Only understanding across the artificial borders of humanity will create a safe world for everyone. We can't force our way to love.

Please enter my name for your DRAW for Annunciation. Thanks!
mary said…
thank you for giving space to this book--Draw!
I would like to add my name to the list for the draw...
having never studied religion I would welcome the opportunity to better understand the different faiths.
Thank you!
Mardel said…
I am already planning to order the book, and I have been reading Beth's blog for some time as well, following your recommendation. I will pass on the give away, as I'd rather that it went to someone who wouldn't have otherwise ordered.
This sounds fascinating, but I can borrow almost any Montréal-published book through Nelligan (Mtl libraries) or BANQ (La grande bibliothèque and am trying NOT to accumulate books, so better for someone afar.

I'm still very upset, as I've spent extended periods of time in Paris not very far from the cafés that were targets. Fortunately the weather is mild enough that I can ride my bicycle and process it all. Someone I've met (an academic who studied urban life) was killed, but nobody I really "knew".
diverchic said…
I'm in. It'll be perfect for my pregnant neice.
Kathyliz said…
This sounds like a wonderful book. Please enter me in the DRAW. Thank you for your wonderful blog.
Darla said…
The book sounds great.

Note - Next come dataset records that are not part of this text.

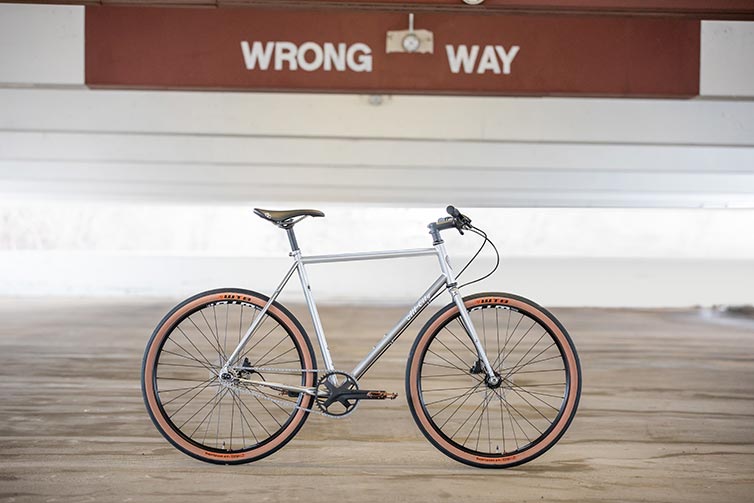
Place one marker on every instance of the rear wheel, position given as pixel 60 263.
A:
pixel 182 386
pixel 501 425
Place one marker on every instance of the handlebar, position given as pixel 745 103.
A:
pixel 456 220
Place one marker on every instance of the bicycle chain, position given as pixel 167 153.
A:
pixel 286 403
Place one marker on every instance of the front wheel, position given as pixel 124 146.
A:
pixel 511 422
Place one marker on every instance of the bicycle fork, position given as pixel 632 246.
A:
pixel 442 255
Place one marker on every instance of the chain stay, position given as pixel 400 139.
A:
pixel 283 403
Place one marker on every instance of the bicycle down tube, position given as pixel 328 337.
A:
pixel 446 279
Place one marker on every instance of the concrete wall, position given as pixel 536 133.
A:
pixel 127 192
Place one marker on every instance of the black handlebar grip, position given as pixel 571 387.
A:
pixel 453 211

I read poetry fairly often and really like the illustration on the cover. Please enter my name. I don't comment often but I'm usually here reading.

LPC said…
Am not a poetry sort, so, no entry into the draw. But I did want to say, this is a wonderful thing to do in these times.
Barbara said…
Please enter me in your DRAW. The book sounds wonderful, as does her earlier one you mention, Waiting to Unfold. My daughter gave birth just 10 days ago and I wonder if it would be good for her to read now or to wait. Any thoughts on that?
Duchesse said…
Barbara: The determinant might be when she has time!
Beth said…
Thank you, Duchesse, for this extremely generous gesture. I'm delighted that so many of your readers expressed interest!
Beth said…
Thank you, Duchesse, for this extremely generous gesture. I'm delighted that so many of your readers expressed interest!